Commentary on Colossians 3:12-17

1st Sunday after Christmas Day, Year C

by Ken Sehested

 

        Mohandas Gandhi is popularly known as one who confronted empires. Yet those who knew him, or have studied him since, acknowledge the Mahatma spoke often of a more complex struggle against tyranny. The conflict is not only with the British, he would say, but also within our own communities and “with myself.”  The Pauline vision generally, and the specific pastoral advice in this text, is rooted in just such a multidimensional understanding of reconciliation. There’s a seamlessness to the task which communities of faith are forever separating and assigning graded priority.

        Empires do dominate, then as now. But such domination has its claws in us, too. Which is why the struggle is not merely against “flesh and blood”—against particular personalities or ideologies which guide the beastly ravaging of governing regimes. The struggle is also against what Paul elsewhere spoke of as “principalities and powers,” the spirit of those regimes whose cunning capacity transcends political structures.

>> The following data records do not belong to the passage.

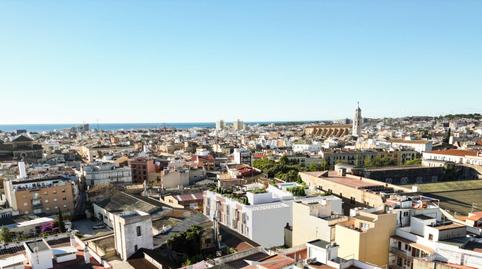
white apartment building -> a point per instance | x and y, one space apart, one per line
132 231
322 254
432 243
440 157
309 148
315 218
417 145
105 173
242 156
220 125
260 217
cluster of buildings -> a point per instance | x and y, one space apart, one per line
332 194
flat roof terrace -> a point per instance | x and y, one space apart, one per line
357 183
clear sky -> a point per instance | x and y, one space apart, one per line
189 61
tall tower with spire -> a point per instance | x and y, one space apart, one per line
357 122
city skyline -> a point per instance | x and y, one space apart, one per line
115 62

We, too, who claim allegiance to God’s Reign, are standing in the need of prayer.

While it’s true that this epistle to the church at Colossæ is a deeply felt entreaty, it’s a mistake to read these admonitions as a first century call to civility. As something like, “y’all play nice.” The Colossian correspondent is not saying, “You can catch more flies with honey than with vinegar.”

        This tutorial is more than tactical instruction for an orderly march into the mission. Rather, the mission itself entails a disciplined pattern of redemptive life together.[1] There’s more than functional purpose for being clothed with compassion, kindness, humility, meekness and patience. Bearing with one another (especially with the inevitable knuckleheads), forgiving each other, binding us to each other—such work is not for the faint of heart. This is not conflict avoidance advice. Forget putting on a happy face and accentuating the positive. This is about what to do when bare-knuckled emotional brawls break out.

        Our common experience is that the most blistering disputes are among intimates, with people we know well. Rarely is anger and the impulse to vengeance so ravenous as between those who spend a lot of time together, have shared memory and coherent purpose. Maybe it’s precisely because of our proximity that our familial disagreements get so prickly.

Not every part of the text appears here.